Mohler labels any attempt to interpret statements like 1 Cor 14 or 1 Tim 2 on the basis of textual or historical contexts “revisionist arguments” and “biblical subversion.” Certainly such condemnations were made of Martin Luther when he re-read the doctrine of justification in a new way and launched the Reformation movement. He also appeals to the long history within the Christian tradition as evidence that ordination of women as pastors is wrong. The same thing was said about the Anabaptists and Baptists when they rejected infant baptism after a millennium of such practice. Baptist and Protestant theology is based on the belief that we are unable to read the text from an omniscient or untainted vantage point, knowing we cannot read without error. This is why the churches of the Reformation are the churches which are always reforming, though our basis of faith must always be the God-breathed Scriptures as we read within the Body of Christ through the empowering work of the Sprit.

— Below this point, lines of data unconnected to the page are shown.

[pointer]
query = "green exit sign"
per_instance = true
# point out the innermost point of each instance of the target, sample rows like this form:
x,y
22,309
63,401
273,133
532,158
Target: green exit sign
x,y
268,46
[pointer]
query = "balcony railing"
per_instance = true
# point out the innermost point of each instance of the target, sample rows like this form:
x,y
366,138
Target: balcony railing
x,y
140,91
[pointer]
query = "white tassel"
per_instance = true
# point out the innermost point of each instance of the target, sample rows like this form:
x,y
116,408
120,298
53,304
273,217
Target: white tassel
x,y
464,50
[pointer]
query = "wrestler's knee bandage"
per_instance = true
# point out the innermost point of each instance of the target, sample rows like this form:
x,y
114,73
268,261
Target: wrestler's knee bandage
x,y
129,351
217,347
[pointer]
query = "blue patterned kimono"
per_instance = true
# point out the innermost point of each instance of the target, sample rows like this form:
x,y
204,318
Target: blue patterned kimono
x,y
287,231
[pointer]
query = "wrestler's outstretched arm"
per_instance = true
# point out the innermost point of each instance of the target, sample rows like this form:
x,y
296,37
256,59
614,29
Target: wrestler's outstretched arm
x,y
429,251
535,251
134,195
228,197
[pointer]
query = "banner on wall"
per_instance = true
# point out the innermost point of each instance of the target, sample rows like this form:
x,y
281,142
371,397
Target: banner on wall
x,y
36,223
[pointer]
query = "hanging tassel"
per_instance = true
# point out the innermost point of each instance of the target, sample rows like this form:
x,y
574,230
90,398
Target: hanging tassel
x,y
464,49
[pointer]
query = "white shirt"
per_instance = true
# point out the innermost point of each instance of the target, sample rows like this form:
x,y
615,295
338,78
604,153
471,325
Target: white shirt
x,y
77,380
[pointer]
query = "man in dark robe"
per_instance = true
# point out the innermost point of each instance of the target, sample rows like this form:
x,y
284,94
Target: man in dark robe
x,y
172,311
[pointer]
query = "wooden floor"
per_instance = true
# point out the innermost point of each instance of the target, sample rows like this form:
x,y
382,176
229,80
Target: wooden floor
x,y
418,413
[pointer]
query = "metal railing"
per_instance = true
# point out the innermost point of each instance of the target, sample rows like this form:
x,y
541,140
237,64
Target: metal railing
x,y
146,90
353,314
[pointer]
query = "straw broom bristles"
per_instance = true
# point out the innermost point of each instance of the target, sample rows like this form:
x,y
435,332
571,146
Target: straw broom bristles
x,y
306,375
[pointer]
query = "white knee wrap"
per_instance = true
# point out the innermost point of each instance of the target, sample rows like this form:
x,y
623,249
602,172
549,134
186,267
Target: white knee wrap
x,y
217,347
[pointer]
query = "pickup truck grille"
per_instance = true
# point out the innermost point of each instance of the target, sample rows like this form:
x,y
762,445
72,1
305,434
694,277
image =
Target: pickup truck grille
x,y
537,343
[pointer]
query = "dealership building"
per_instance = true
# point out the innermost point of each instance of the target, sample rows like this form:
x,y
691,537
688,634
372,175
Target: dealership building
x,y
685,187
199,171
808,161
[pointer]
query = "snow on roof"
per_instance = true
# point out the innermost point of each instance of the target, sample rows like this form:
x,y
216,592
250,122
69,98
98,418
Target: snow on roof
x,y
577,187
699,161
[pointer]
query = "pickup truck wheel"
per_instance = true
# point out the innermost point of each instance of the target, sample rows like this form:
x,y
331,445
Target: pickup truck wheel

To look at the issue from another perspective, why do Greear and Mohler take Paul literally to say that women can never at any time teach or have authority over a man yet they do not take the next injunction literally, that women are only and ever saved through childbearing? Certainly they do not assert such a position (as it would mean single and barren women could not be saved). The point is that we all pick and choose what is “literal” and what is to be interpreted, what to foreground and what to recede into the background. In reality, all Scripture must be interpreted.

It is certainly understandable for Greear, Mohler, and Stone to come to a position that the biblical witness is against women holding the role of pastor. There is a case to be made from the Scripture for that view and history backs it up. It is not acceptable, however, for Mohler or Stone to assert that those who come to a different position automatically do so because they are not committed to the authority of the Bible. This is a complicated issue without as clear a statement within the Bible as some might wish to claim. One thing the New Testament is not ambiguous about, however, is the importance of seeking unity within the Body of Christ. Therefore, we should all be very careful about a desire to incite division between two groups that both seek to honor Christ and to be led by his Spirit simply because each arrives at a different understanding of the same Scripture they both affirm as divinely inspired.